COVINGTON -- Whatever commissioners settle on to resolve the $5.2 million budget deficit, county services will be affected, Chairman Kathy Morgan said at a budget work session Monday night.

Whether it's fewer deputies patrolling the streets, increased wait time to pay for a tag at the Tax Commissioner's Office or a delay in getting potholes fixed by public works, residents can expect changes in service delivery, Morgan said.

"This is a revenue problem created by a property tax decline of 14 percent," said Administrative Officer John Middleton.

Preliminary estimates are that the county will have to lay off 100 or more employees if the millage rate is maintained at 9.73 mills. Adopting the rollback rate of 10.9 mills would generate an additional $2.7 million in revenue, which would largely go to decrease cuts at the Sheriff's Office and in the court system.

Under the current millage rate, a property owner with a home valued at $150,000 would pay $544.88 in taxes, Middleton said. If the property value does not change and the rollback rate of 10.9 mills is adopted, taxes would increase to $610.40, a difference of $65.52. If the property was reassessed and the value dropped 10 percent, to $135,000, under the rollback rate, taxes would be $545, an increase of 12 cents.

It would take a millage increase to 12 mills to generate enough revenue to overcome the budget deficit, Middleton said.

If that millage rate was adopted, that same $150,000 property would be taxed at $672, an increase of $127.12. If the value was reassessed at 10 percent less, it would be $600, an increase of $55.12.

Commissioners could also opt to pass a lower millage than the rollback rate. A millage rate of 10 mills would generate an additional $638,924 in revenue, while a bump to 10.3 mills would generate about $1.35 million in additional revenue.

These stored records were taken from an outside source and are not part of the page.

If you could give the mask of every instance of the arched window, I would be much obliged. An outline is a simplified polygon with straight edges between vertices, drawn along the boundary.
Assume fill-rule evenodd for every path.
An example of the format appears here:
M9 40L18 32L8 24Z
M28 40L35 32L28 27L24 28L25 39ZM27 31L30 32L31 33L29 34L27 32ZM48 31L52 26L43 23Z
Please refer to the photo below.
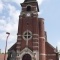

Middleton also gave examples of other types of property and the taxes that would be levied under current and rollback rates, assuming no change in value. The examples were taken from actual property on the county tax digest, he said.

An industrial property valued at $13,412,813 at the current millage rate would be taxed $52,203. The rollback rate would increase that to $58,480, a difference of $6,277.

A commercial retail property with a value of $830,900 would be taxed $3,234 under the current rate and $3,623 under the rollback rate, a difference of $389.

A 93-acre agricultural property valued at $38,600 would be taxed $150 under the current rate and $168 with the rollback rate, a difference of $18.

Commissioner Mort Ewing said commercial and industrial taxpayers would be hit the hardest if the millage is increased.

Ewing said a large business owner in his district recently told him he laid off 125 employees and just rehired 25. The business owner said if his taxes go up, he will have to lay them off again, according to Ewing.

Commissioner J.C. Henderson also said he's not leaning toward a tax increase.

"I'm not sold on the tax increase. Even if we go up on taxes it wouldn't save a significant amount of jobs," Henderson said. "Basically I'm willing to listen, but right now, it's not in my heart to consider a tax increase."

Both Henderson and Commissioner Earnest Simmons questioned whether the county could draw from its fund balance. Middleton said that account is currently at $8.1 million, with about $3.1 million in cash. It's recommended that the balance be kept at 15 to 20 percent for credit rating purposes and in the event of an emergency situation where additional expenditures are incurred.

"We're right at about 15 percent right now ... I would suggest right now we don't have fund balance flexibility at this point. If we erode the fund balance any further we'll get down below that 15 percent mark," Middleton said.

Middleton said sales tax revenues are being evaluated and the most recent data has not come in, but added, "I'm not sure how much faith I would put in this economy on sales tax."

If the county lays off a large number of employees it would also be losing its investment of time and training and their expertise and familiarity with county policies and ordinances, Morgan warned. The county cut 16.5 positions, some part-time, during last year's budget process.

"We have already seen the effects of this on morale and on employees," she said.

Monday marked the last of the county's budget work sessions as announced; it's possible that additional work sessions could be called.

Public hearings on the budget are scheduled for 11 a.m. and 6:30 p.m. June 9, and 6:30 p.m. June 15 at the Newton County Historic Courthouse at 1124 Clark St. Adoption of the budget and the millage rate is expected to take place at 7 p.m. June 15.